Wow! It's like talking to every geek I know!
----------------------------------- My Other Sig Is Hilarious -----------------------------------
Actually, its pretty funny to see two chatterbots talk to each other. Check out my test at:
What Happens When Chat Bots Talk to Each Other
Here's the main idea:
<<<
A good friend of mine suggested to me that if two chat bots were engaged in a conversation with one another, they would end up talking forever. I was curious to find out if his theory was correct. At the time, I only knew one online chat bot (LeknorChat4) that could be instructed to contact and talk to another person through AOL Instant Messenger, and could not test the theory because I didn't have another bot to contact. But recently, I found out about another chat bot, SmarterChild, that works through AIM, and the following results were acquired.
>>>
Guido: What's the weirdest question you've ever been asked?
Alice: People ask me to me marry them all the time.
G: Do you ever say yes?
A: No I do not say yes. Do you? I answer a lot of silly questions.
G: Yeah, I occasionally agree to marry random people, although not usually.

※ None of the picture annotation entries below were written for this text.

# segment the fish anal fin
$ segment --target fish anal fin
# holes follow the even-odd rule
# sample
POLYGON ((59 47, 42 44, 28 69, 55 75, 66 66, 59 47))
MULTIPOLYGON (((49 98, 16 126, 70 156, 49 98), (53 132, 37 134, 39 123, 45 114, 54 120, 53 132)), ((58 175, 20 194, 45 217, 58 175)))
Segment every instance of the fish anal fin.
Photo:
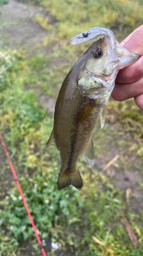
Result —
POLYGON ((78 113, 76 116, 76 122, 82 122, 86 120, 92 113, 95 107, 95 101, 91 100, 83 109, 78 113))
POLYGON ((76 188, 82 188, 83 181, 78 170, 75 172, 69 172, 68 170, 64 172, 60 171, 58 180, 58 190, 63 189, 70 185, 76 188))
POLYGON ((92 140, 91 140, 89 145, 86 147, 82 155, 90 165, 94 165, 95 152, 92 140))
POLYGON ((101 129, 102 129, 105 124, 105 115, 106 115, 106 106, 105 106, 102 110, 102 112, 100 118, 101 120, 101 129))
POLYGON ((54 129, 53 128, 52 131, 51 132, 51 134, 50 135, 49 138, 48 139, 48 141, 45 143, 45 145, 56 145, 55 140, 55 135, 54 135, 54 129))

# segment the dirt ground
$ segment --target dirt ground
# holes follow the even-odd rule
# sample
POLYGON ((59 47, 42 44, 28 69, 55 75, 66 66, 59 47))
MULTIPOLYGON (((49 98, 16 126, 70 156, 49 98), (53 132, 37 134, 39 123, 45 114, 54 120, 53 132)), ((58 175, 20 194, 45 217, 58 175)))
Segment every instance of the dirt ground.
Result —
MULTIPOLYGON (((37 14, 48 15, 46 11, 39 6, 17 2, 15 0, 9 0, 9 3, 1 7, 1 9, 0 44, 2 46, 19 50, 28 49, 27 53, 29 55, 33 55, 35 52, 40 53, 41 50, 45 51, 45 53, 48 55, 47 49, 41 48, 42 41, 47 36, 48 32, 33 20, 37 14)), ((54 112, 55 103, 53 99, 48 99, 45 95, 41 95, 39 100, 43 103, 48 110, 50 108, 51 110, 54 112)), ((116 155, 120 153, 117 147, 112 150, 113 155, 115 152, 116 155)), ((7 161, 1 144, 0 153, 1 168, 1 165, 4 165, 7 161)), ((138 200, 133 197, 130 201, 130 203, 133 204, 134 211, 136 212, 139 212, 143 207, 143 195, 142 192, 138 189, 138 183, 142 179, 141 166, 143 166, 143 162, 141 163, 140 159, 139 164, 136 166, 133 165, 135 158, 130 159, 130 161, 133 163, 132 170, 116 173, 113 169, 111 176, 115 187, 124 190, 125 197, 128 189, 132 189, 132 194, 138 196, 138 200)), ((100 169, 102 160, 97 160, 97 165, 100 169)), ((8 171, 10 173, 10 170, 8 171)))

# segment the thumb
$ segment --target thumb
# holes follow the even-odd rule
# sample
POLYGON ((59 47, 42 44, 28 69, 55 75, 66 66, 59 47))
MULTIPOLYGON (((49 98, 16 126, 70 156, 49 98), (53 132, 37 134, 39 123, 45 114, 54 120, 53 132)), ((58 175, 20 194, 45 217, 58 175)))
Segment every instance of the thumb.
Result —
POLYGON ((143 25, 133 31, 121 44, 128 50, 132 50, 140 55, 143 55, 143 25))

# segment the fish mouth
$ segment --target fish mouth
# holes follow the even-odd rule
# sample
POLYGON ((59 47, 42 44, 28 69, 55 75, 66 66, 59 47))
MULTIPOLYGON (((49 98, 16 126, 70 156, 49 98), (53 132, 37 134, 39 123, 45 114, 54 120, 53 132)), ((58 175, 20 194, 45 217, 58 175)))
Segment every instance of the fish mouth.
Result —
MULTIPOLYGON (((111 58, 111 56, 108 55, 108 56, 111 58)), ((110 62, 110 63, 107 63, 107 64, 104 65, 104 68, 107 68, 111 66, 116 67, 118 65, 119 63, 120 63, 120 59, 118 58, 116 59, 114 59, 111 62, 110 62)))

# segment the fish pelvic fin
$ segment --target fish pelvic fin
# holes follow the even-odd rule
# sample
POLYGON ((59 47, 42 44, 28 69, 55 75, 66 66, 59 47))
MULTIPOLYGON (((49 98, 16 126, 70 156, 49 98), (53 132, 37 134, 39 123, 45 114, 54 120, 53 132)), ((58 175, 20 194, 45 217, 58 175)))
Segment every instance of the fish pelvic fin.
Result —
POLYGON ((83 181, 78 170, 73 173, 67 169, 64 172, 60 171, 58 180, 58 190, 63 189, 70 185, 72 185, 76 188, 82 188, 83 181))
POLYGON ((48 139, 48 141, 45 143, 45 145, 56 145, 55 140, 55 135, 54 135, 54 129, 53 128, 52 131, 51 132, 51 134, 50 135, 49 138, 48 139))
POLYGON ((82 154, 82 156, 88 162, 90 165, 94 165, 95 164, 95 152, 94 149, 94 143, 91 140, 89 145, 86 147, 82 154))

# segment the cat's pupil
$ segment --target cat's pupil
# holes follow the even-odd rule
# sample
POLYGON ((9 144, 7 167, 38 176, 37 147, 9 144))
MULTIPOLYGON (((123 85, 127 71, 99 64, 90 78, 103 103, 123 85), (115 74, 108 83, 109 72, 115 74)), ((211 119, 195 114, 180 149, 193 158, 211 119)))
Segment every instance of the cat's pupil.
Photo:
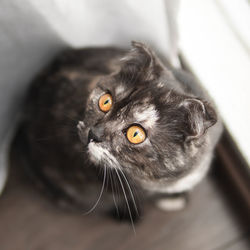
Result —
POLYGON ((136 137, 138 135, 138 132, 136 131, 135 133, 134 133, 134 136, 133 137, 136 137))

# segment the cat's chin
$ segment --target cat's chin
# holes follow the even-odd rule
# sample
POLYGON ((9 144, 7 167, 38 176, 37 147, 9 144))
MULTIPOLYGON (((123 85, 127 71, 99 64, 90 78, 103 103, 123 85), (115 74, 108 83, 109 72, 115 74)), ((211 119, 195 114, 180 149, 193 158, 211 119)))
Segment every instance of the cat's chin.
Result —
POLYGON ((109 152, 102 143, 90 142, 88 144, 89 159, 96 165, 110 168, 120 168, 115 156, 109 152))

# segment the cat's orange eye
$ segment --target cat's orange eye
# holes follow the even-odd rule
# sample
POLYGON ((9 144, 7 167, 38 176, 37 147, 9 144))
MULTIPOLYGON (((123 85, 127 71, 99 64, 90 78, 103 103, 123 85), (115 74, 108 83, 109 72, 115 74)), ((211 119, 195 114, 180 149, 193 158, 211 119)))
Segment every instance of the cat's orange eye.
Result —
POLYGON ((103 112, 108 112, 112 107, 112 96, 104 94, 99 99, 99 108, 103 112))
POLYGON ((137 125, 132 125, 127 130, 127 138, 133 144, 139 144, 145 141, 146 133, 144 129, 137 125))

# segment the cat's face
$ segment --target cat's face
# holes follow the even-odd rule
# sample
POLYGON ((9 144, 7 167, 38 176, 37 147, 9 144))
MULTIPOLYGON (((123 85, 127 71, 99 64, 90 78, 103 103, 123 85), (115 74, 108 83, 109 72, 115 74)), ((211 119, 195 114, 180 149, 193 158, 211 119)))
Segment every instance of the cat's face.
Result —
POLYGON ((100 78, 89 96, 78 125, 89 159, 144 181, 187 171, 216 116, 207 103, 170 89, 173 81, 147 47, 134 44, 120 72, 100 78))

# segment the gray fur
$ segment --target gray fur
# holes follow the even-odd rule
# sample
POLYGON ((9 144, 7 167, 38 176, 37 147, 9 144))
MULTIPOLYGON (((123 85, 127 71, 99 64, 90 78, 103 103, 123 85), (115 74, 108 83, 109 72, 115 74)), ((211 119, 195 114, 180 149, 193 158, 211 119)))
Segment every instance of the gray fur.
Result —
POLYGON ((189 191, 207 173, 221 133, 214 105, 189 74, 164 66, 144 44, 132 45, 130 52, 62 53, 34 80, 27 98, 29 171, 80 207, 90 203, 89 190, 100 189, 104 169, 122 181, 128 203, 134 190, 144 197, 189 191), (113 98, 107 113, 98 107, 104 93, 113 98), (144 142, 127 140, 131 124, 145 129, 144 142), (89 140, 90 130, 98 141, 89 140))

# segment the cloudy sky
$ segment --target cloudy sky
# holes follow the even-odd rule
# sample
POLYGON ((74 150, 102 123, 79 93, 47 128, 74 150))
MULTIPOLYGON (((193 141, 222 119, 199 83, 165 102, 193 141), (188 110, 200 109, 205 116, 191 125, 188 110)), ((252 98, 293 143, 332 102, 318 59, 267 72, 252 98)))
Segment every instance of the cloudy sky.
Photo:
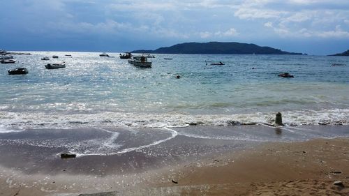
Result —
POLYGON ((349 49, 348 0, 1 0, 0 48, 126 52, 239 42, 329 54, 349 49))

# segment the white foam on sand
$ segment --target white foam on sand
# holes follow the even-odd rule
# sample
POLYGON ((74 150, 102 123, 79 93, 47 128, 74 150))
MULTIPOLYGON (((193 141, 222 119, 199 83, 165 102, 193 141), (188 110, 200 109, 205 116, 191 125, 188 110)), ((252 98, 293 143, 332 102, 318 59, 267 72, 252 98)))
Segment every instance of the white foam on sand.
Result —
MULTIPOLYGON (((101 112, 96 114, 46 114, 0 111, 0 125, 6 128, 84 128, 116 127, 163 128, 190 125, 239 126, 273 124, 279 111, 232 114, 188 114, 183 113, 133 114, 101 112)), ((349 109, 280 111, 288 126, 349 125, 349 109)))

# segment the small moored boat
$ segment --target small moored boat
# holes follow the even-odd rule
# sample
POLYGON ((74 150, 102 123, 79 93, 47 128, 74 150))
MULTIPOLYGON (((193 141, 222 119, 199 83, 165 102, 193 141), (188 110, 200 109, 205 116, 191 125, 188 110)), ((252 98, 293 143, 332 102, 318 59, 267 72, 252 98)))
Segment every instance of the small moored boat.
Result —
POLYGON ((128 63, 136 67, 151 68, 151 61, 148 61, 148 59, 144 56, 133 56, 131 59, 128 59, 128 63))
POLYGON ((279 74, 278 76, 282 77, 294 77, 292 75, 290 75, 288 73, 284 73, 279 74))
POLYGON ((211 66, 223 66, 223 65, 224 65, 224 63, 219 61, 218 63, 211 63, 211 66))
POLYGON ((8 55, 3 55, 3 56, 0 56, 0 60, 2 60, 2 59, 13 59, 13 56, 8 56, 8 55))
POLYGON ((132 54, 131 52, 125 52, 124 54, 120 54, 120 59, 128 59, 132 57, 132 54))
POLYGON ((103 53, 103 54, 99 54, 99 56, 106 56, 106 57, 109 57, 109 55, 108 55, 107 54, 103 53))
POLYGON ((24 75, 27 73, 28 70, 26 68, 17 68, 15 69, 8 70, 9 75, 24 75))
POLYGON ((62 62, 61 63, 48 63, 45 66, 47 69, 58 69, 64 68, 66 67, 66 62, 62 62))

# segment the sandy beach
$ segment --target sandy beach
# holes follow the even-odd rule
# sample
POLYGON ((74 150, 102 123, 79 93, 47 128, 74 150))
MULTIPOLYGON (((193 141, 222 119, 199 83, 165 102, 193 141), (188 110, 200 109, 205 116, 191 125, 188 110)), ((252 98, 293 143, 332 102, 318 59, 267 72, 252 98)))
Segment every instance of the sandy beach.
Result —
POLYGON ((1 142, 0 195, 349 195, 348 137, 230 143, 179 135, 143 149, 167 155, 135 151, 61 160, 59 148, 1 142))

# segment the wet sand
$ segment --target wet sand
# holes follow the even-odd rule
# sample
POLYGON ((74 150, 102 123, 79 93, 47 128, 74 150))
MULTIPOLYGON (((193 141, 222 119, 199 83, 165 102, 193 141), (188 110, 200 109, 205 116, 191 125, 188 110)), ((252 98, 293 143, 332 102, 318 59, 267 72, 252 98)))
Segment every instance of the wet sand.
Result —
MULTIPOLYGON (((171 135, 161 132, 153 138, 150 137, 154 135, 153 130, 144 130, 142 134, 149 131, 149 135, 142 135, 147 139, 124 145, 128 147, 126 149, 144 148, 124 153, 64 160, 58 155, 70 146, 33 145, 36 142, 32 141, 36 138, 49 143, 51 140, 47 138, 59 140, 61 135, 70 138, 71 132, 36 130, 2 135, 0 195, 77 195, 104 192, 109 193, 100 195, 349 193, 348 188, 333 185, 340 180, 349 187, 348 126, 312 126, 307 128, 311 135, 305 137, 304 131, 298 137, 295 136, 297 132, 285 129, 238 127, 177 128, 176 137, 158 144, 156 141, 163 141, 171 135), (246 132, 251 135, 246 136, 246 132), (45 134, 40 135, 43 133, 45 134), (199 133, 200 135, 195 135, 199 133), (346 137, 315 139, 332 135, 346 137), (271 141, 258 141, 251 135, 270 138, 271 141), (31 143, 19 138, 31 138, 31 143), (311 140, 297 142, 306 139, 311 140), (155 144, 147 144, 151 142, 155 144)), ((73 140, 103 137, 105 134, 93 129, 80 131, 84 136, 74 133, 76 135, 73 140)), ((130 138, 126 132, 118 131, 120 141, 130 138)), ((82 145, 80 142, 75 144, 82 145)))

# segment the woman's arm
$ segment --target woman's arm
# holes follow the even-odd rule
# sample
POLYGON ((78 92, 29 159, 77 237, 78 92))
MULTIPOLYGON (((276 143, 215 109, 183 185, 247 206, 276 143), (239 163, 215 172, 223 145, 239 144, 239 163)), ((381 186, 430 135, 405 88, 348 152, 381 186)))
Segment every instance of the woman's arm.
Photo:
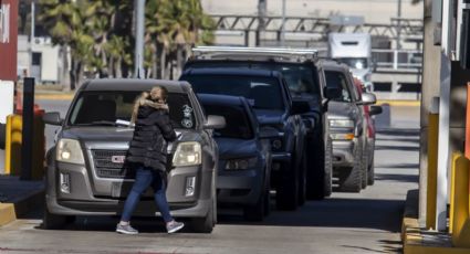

A: I see. That's good information: Guido said he occasionally agree to marry random people although not usually
G: How did you know I'm a he?
A: Well, for one thing, Your machine is called "ABRIOT.PC.CC.CMU.EDU".
G: So?
A: So what?
G: I don't know.
A: Me either.
One of the classic refutations of the Chinese room experiment is the systems argument: it's true that the person doesn't understand Chinese, but the system made of the person plus the stacks of instructions does. Searle's response to that is to say, "Okay, then suppose the person memorizes the instructions" -- the fact that everything now happens in the person's head still doesn't cause them to understand Chinese.
To me this misses the point of the systems argument; the argument isn't about where the understanding is stored, but whether it exists. If you look at consciousness as a multi-layered entity, in this case the consciousness of the person is one layer below that of the person-plus-instructions. This additional consciousness uses the person in the same way that the person's uses brain cells: the cells can't be said to understand anything, but they make up a larger whole that exists as an emergent property above and beyond the sum of its parts.
Searle's argument also assumes that "understanding" is an almost mystical property that can't be reduced to a fixed set of rules. Which to me is just ridiculous unless you assume the existence of a noncorporeal soul; if the brain is really the seat of consciousness then consciousness does reduce to a fixed set of rules (laws of physics and chemistry) applied to an extremely complex system. His response to that argument (something about water pipes, if I recall) again misses the point by such a huge margin that it's barely worth mentioning.
I have no problem with the possibility that what I think of as "me" is simply a byproduct of a complex physical process, and that similar byproducts can exist in other complex systems. Doesn't mean we'll be able to detect them or communicate with them any more than a cluster of six brain cells can communicate with us.